Теория перехода сверхъестественного в естественное подводит меня к следующим выводам об устройстве нашего мира:
1. Во–первых, следует признать силу редукционизма. Этот подход одновременно несет в себе и благословение, и проклятье. Он позволяет нам анализировать такие природные явления, как землетрясения, грозы, ураганы, и защищать от них людей. Глядя на солнечный луч с пылинками, мы научились летать до луны и обратно, путешествовать по миру — и это все, не выходя из своей комнаты, уставившись в странный ящик. Мы научились слушать музыку из наушников, совершая утреннюю пробежку. Глядя на «луч», который отбрасывает человек, — на его поведение, мы научились с помощью химических веществ лечить шизофрению и тяжелые депрессии.
Однако редукционизм несет в себе и проклятие. Глядя на луч, а не вдоль него, мы научились сводить жизнь лишь к сумме отдельных ее элементов. Мы разучились с восторгом и трепетом наблюдать восход солнца или луны, как делали это не только наши далекие предки, но и поэты XVI века. Если свести поведение человека к действию гормонов и прочим биохимическим реакциям, то исчезнут понятия таинства, свободы воли, романтики. Любовь, вдохновлявшая поэтов и художников, мужчин и женщин на протяжении стольких веков, — неужто и она — лишь игра гормонов?
И чтобы не попасться на удочку редукционизма, нужно всегда помнить, что он такое. Редукционизм — это всего–навсего одна из возможных точек зрения. Его даже нельзя назвать учением — истинным или ложным. Это просто точка зрения, позволяющая нам различать отдельные части, но не целое.

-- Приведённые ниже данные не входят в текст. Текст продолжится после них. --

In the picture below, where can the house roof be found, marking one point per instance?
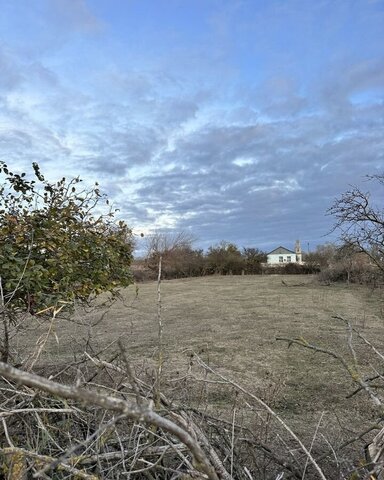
(280, 251)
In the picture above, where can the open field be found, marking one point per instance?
(232, 323)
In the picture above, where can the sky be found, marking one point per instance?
(235, 120)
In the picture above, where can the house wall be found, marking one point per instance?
(275, 258)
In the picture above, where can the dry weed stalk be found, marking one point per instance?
(126, 409)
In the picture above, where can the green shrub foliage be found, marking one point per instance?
(55, 246)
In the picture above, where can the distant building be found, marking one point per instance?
(282, 255)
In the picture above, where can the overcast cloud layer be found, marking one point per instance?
(235, 120)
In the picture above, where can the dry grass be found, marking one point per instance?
(232, 322)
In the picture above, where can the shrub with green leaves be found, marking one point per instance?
(56, 247)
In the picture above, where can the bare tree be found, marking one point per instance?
(361, 222)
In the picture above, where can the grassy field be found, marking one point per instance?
(232, 322)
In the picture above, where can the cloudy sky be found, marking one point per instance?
(237, 120)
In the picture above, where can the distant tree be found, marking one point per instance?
(55, 246)
(224, 258)
(360, 222)
(322, 257)
(179, 259)
(253, 258)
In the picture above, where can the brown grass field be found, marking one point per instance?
(232, 323)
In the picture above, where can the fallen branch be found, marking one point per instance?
(142, 413)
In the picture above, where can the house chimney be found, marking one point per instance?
(299, 258)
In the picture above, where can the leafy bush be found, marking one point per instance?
(55, 248)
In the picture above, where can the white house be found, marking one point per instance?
(282, 255)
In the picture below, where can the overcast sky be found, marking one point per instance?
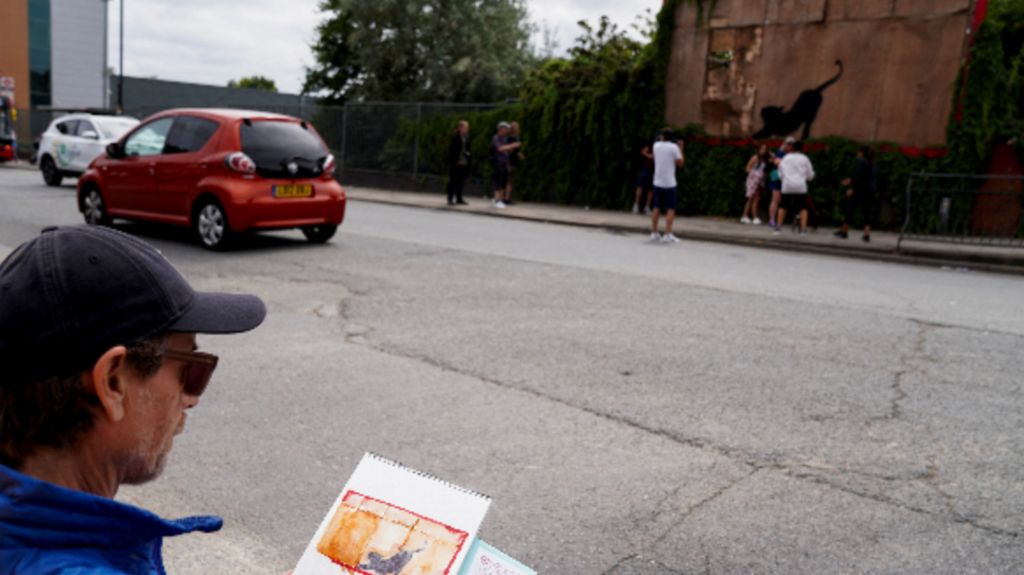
(227, 39)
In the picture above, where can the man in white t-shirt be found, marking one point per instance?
(796, 171)
(668, 157)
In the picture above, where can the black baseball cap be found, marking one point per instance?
(73, 293)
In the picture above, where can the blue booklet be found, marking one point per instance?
(485, 560)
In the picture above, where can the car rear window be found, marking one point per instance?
(189, 134)
(272, 144)
(114, 128)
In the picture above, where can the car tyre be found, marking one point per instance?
(94, 209)
(211, 225)
(321, 233)
(51, 175)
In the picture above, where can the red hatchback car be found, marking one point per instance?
(222, 172)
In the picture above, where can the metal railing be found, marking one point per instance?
(965, 209)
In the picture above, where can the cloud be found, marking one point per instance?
(221, 40)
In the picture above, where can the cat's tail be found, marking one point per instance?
(834, 78)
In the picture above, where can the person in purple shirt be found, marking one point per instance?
(500, 148)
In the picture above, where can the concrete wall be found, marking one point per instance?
(78, 32)
(900, 62)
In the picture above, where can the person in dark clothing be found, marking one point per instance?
(458, 163)
(97, 343)
(860, 198)
(515, 159)
(645, 181)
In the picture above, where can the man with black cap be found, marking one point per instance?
(97, 344)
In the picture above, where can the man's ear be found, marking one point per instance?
(109, 380)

Например, духовные явления можно рассматривать как бы «сверху» или «снизу». Но один способ истолкования не подменяет другой, это будут две разные интерпретации одного и того же явления (так и на луч света можно смотреть сбоку, а можно — вдоль него). Если глядеть «снизу», кажется, что — это монолог, обращенный к самому себе (и то же самое глоссолалия, только она еще и невнятна). А вот если глядеть «сверху», то есть, если предположить существование духовного измерения, то молитва превратится в точку соприкосновения видимого и невидимого миров.
Я могу явиться на евангелизацию Билли Грэма в качестве любопытствующего зрителя, выбрать наугад одного из присутствующих, проанализировать все социальные и психологические факторы, сделавшие этого человека восприимчивым к проповеди Грэма. Предположим, это — женщина. Возможно, ее брак на грани развала, она ищет стабильности. И тут она вспомнила силу своей глубоко веровавшей бабушки, музыка перенесла ее в детство, в церковь, на воскресное богослужение. Однако наличие «естественных» факторов не исключает действия «сверхъестественных». Напротив, Бог вполне мог использовать именно «естественное», чтобы привлечь к Себе эту женщину. Логическое единство естественного и сверхъестественного указывает на единство замысла Единого Создателя. Одна точка зрения не исключает другую — просто существуют два способа восприятия одного и того же события — «сверху» и «снизу».
2. Парадоксальным образом, восприятие «снизу» иногда оказывается предпочтительнее. Клайв Льюис вспоминает, как полюбил в детстве симфоническую музыку в примитивной версии тогдашнего граммофона. Это был единый плотный звук. Льюис слышал мелодию, но не различал ее деталей. Когда же он отправился на концерт, его постигло разочарование — столько разных инструментов, каждый играющий свое, какой–то хаос звуков! Для непривычного уха Льюиса «правильным» звуком был скудный напев граммофона, то есть подмена казалась ему лучше реальности[55].